Le bailleur explique que l’ensemble des bâtiments va faire l’objet d’un ambitieux programme de rénovation d’ici à 2025 et 2027. Avec l’ANRU (Agence nationale pour la rénovation urbaine), la Métropole Côte d’Azur va piloter la destruction de plusieurs bâtiments, et la rénovation de quelque 400 logements pour un coût total de près de 10 millions d’euros.

« Ça fait 20 ans qu’on attend », lance, désabusé, un habitant. (...)

Ils viennent de mettre le chauffage ! Au printemps ! Alors qu’on ne l’a pas eu pratiquement pendant tout l’hiver » (...)

Les radiateurs sont bouillants. « On n’a pas de robinet pour les régler ou les éteindre », relève cette habitante qui nous montre, factures à l’appui, l’explosion de ses charges cet hiver. (...)

Concernant les problèmes de chauffage, le bailleur répond qu’il n’a été saisi que d’une vingtaine de signalements et qu’il les a tous traités rapidement.
Des locataires « complètement abandonnés »

Zohra Briand, militante du DAL (Droit au logement), et désormais membre du conseil d’administration de Côte d’Azur Habitat, recueille depuis des mois les témoignages des habitants des Liserons sur l’insalubrité de leurs immeubles. « Ces locataires sont complètement abandonnés. Les habitants retapent les appartements eux-mêmes pour pouvoir continuer à y vivre. Certains ont investi près de 20 000 euros pour refaire leur logement en prenant un crédit », raconte-t-elle.

Cette infirmière relève aussi « la détresse psychologique », les « allergies » et « les troubles respiratoires » des habitants des Liserons. (...)

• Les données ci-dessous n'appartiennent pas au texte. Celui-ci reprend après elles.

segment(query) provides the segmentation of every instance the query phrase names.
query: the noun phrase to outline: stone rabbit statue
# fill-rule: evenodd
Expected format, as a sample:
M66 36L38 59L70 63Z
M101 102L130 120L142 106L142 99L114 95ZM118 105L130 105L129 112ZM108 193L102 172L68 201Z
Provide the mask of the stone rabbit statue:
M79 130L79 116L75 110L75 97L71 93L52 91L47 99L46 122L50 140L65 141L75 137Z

Depuis qu’elle a commencé ce travail et entrepris de le rendre public, elle a aussi constaté les pressions exercées sur les habitants qui ont eu le malheur de se plaindre auprès d’elle.

Car chez Côte d’Azur Habitat, on n’hésite pas à faire comprendre aux locataires que le « privilège » d’avoir un logement social peut leur être repris au moindre écart.

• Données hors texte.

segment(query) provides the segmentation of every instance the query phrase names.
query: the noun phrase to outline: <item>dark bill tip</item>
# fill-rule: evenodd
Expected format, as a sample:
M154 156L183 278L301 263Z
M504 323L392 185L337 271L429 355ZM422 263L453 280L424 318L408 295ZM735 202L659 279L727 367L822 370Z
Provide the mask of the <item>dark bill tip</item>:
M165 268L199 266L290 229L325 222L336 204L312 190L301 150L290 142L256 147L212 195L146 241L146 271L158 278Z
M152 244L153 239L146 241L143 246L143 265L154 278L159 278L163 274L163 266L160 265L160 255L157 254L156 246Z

Au cours de notre reportage, tous les habitants rencontrés ont requis l’anonymat de peur de perdre leur logement.

La ville de Nice, qui ne possède que 12 % de logements sociaux (loin des 25 % imposés par la loi SRU), préfère payer des amendes colossales – 1,8 million d’euros l’an dernier – que de se conformer à la loi (...)

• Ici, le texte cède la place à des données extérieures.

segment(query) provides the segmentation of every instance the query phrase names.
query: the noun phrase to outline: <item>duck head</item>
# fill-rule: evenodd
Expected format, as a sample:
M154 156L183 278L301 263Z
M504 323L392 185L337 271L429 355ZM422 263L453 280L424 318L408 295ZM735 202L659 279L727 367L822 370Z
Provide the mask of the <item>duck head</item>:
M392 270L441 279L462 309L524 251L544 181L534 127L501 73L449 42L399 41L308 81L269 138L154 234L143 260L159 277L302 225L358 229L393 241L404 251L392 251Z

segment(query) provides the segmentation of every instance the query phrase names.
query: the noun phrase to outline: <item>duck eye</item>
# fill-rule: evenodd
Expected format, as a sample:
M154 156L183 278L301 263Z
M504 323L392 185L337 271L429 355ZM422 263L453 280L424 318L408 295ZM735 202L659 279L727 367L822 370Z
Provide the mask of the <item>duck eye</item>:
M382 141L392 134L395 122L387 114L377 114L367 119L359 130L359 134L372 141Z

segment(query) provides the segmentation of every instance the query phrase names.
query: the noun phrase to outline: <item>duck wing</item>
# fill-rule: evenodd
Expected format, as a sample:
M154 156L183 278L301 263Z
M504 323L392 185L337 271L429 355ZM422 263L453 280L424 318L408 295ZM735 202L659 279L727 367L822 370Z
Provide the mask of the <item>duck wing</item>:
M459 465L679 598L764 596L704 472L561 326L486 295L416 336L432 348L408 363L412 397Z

Depuis janvier 2023, un système de bonus-malus dans l’attribution des logements sociaux a été mis en place.

Les malus sanctionneront « les mauvais comportements, les incivilités, les dégradations de parties communes ou encore les refus de logements proposés qui correspondent pourtant aux critères ». Dans un document de la Métropole consulté par Mediapart, on se félicite ainsi de « récompenser l’attachement au territoire » des demandeurs de logement social. Un concept pour le moins étrange.

Transformer le parc social en « outil sécuritaire » (...)

Dans une allocution publique, Anthony Borré avait affirmé qu’il ne fallait « pas de logement social pour les ennemis de la République ». Une formule choc qui avait quelque peu ému. « C’est le discours de Macron contre les djihadistes avec des amalgames insupportables », déplore David Nakache. (...)

Pour toujours mieux « accompagner ses locataires », le bailleur social a aussi mis en place en 2021 une instance dérivée du conseil pour les droits et les devoirs des familles (CDDF), créé sous Sarkozy par la loi de prévention de la délinquance de 2007. Ce conseil permet de convoquer les familles lorsqu’un de leurs enfants rencontre des difficultés (de l’absentéisme au décrochage scolaire jusqu’à la petite délinquance). (...)

« Les habitants convoqués doivent s’y rendre. Sinon cela peut être mis dans leur dossier pour accélérer les expulsions », relève l’avocate Mireille Damiano qui a pu assister à ces étranges « mini-tribunaux » du bailleur social auquel participent des policiers et le procureur de la République. Là encore, c’est l’expulsion qui est brandie comme menace aux familles considérées comme défaillantes.

Une quarantaine d’habitants ont déjà été convoqués dans ce cadre. (...)

Très fier de ces procédures aux relents paternalistes et autoritaires, Anthony Borré publie régulièrement des images de ces conseils disciplinaires sur les réseaux sociaux. Avis aux locataires pas assez « méritants ».